Sommes-nous vraiment dans le même bateau au sens où il y a deux millions d'Arabes-israéliens en Israël qui, après le 7 octobre, ont fait le choix très clair d’Israël. Et ils l'ont dit probablement plus que ça n'avait jamais été dit auparavant. Avez-vous l'impression que les choses soient aussi claires pour toute une partie des immigrés installés en France ?

Les Français ont compris que nous étions dans le même bateau occidental, et j'ose dire blanc. Il y a eu une saine réaction d'empathie pour la douleur d'une grande partie de la société française, à l'exception notable de la gauche qui, avec une certaine cohérence, détestant l'Etat nation français occidental, déteste encore plus l'Etat nation occidental d'Israël pour des raisons qui touchent à ce que j'appelle, sinon l'antisémitisme, au moins le philosémitisme pathologique déçu, en deuil du juif en pyjama rayé et détestant avec une belle conséquence le juif en uniforme kaki qui a l'audace non seulement de se défendre, mais de tuer plutôt que d’être tué sans combattre. 43 % de la population musulmane de France tient un mouvement qui décapite les enfants pour un mouvement de résistance, c’est perturbant, oui.

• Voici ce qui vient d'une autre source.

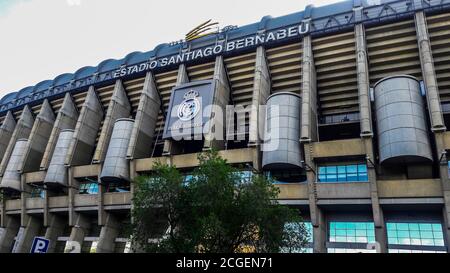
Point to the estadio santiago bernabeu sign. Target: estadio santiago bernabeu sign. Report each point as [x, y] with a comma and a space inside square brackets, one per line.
[190, 109]
[219, 48]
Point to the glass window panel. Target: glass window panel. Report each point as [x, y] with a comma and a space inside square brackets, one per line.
[322, 170]
[437, 227]
[426, 227]
[391, 226]
[352, 177]
[342, 177]
[363, 177]
[402, 226]
[362, 168]
[342, 169]
[416, 234]
[426, 234]
[413, 226]
[403, 234]
[439, 242]
[331, 178]
[352, 169]
[331, 169]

Mais je ne sais pas faire la part entre l'islamisme antisémite et la même détestation de l'Occident travaillée par les gauchistes. Le clivage dépasse celui de l’immigration. 

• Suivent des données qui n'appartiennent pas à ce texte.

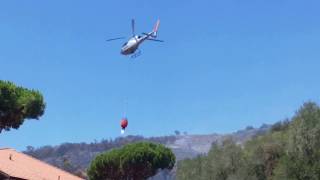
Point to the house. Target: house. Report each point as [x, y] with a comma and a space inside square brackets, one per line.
[18, 166]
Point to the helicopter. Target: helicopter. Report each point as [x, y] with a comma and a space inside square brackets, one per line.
[132, 45]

L’islamisme déteste l'Etat-nation aussi et fantasme sur l’Oumma, la communauté des croyants du monde entier...

Bien sûr. Mais quand on a été élevé à détester le Français, le beauf français avec son béret pétainiste, on est assez ouvert à détester encore plus le juif en uniforme kaki qui tue des musulmans. Il n'empêche que dans ma construction personnelle, j'en veux infiniment plus aux amis de Jean-Luc Mélenchon qu'aux islamistes des banlieues. Peut-être ai-je tort, mais mon ressenti est celui-là.

Il y a une bonne part de racisme chez les amis de Jean-Luc Mélenchon qui tendent à essentialiser les musulmans de banlieue ou d'ailleurs, en considérant que mécaniquement ils ne devraient avoir aucune empathie pour les Juifs...

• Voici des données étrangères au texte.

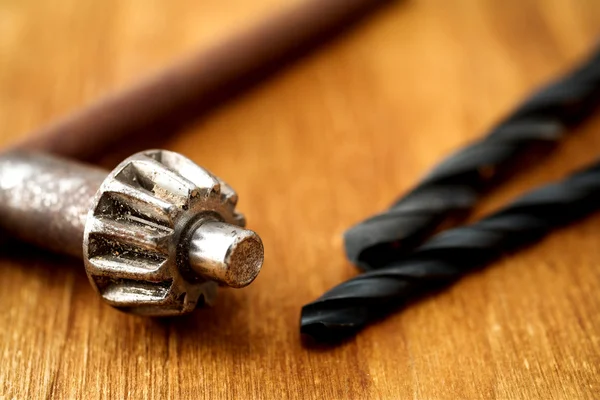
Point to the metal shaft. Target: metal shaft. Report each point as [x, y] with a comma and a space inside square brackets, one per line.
[45, 200]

Mais bien évidemment. Avouons que pour certains, ils ne se sont pas trompés, L'analyse n'était pas erronée.

Mais pas pour tous et cela fait une grande différence, bien sûr, sur le regard que l'on peut porter sur la société française dans son ensemble. Pour les Arabes israéliens, cela a été un moment où ils ont fini par faire un choix vraiment clair d’allégeance et de préférence. N'êtes-vous pas d'accord ?

Il y a une part de la société des banlieues qui a été dressée à détester le flic français et l'Israélien en kaki, ce qui est cohérent dans la détestation. Les Arabes israéliens ont une grande chance. Ils sont capables de comparer leur sort avec le sort des Palestiniens d'à côté. La femme arabe-israélienne sait qu'elle vit de manière infiniment plus libre que sa voisine palestinienne. L'homme arabe-israélien sait qu'il vit dans une bien plus grande prospérité que le Palestinien d'à côté. Et d'autre part, ils savent bien que, contrairement à ce qu'on leur raconte, ils ne vivent pas dans un pays d'apartheid. Beaucoup sont médecins, beaucoup sont pharmaciens. On ne les frappe pas dans la rue. Ils ne connaissent pas le mépris. Ils sont les mieux placés pour savoir que la société israélienne, que je trouve critiquable, n’est pas aussi noire qu'on veut bien le dire. Je pourrais critiquer les avocats israéliens ou la proportionnelle intégrale, et plus encore les politiciens israéliens pendant des heures mais toutes ces critiques n’enlèvent pas sa légitimité démocratique à Israël.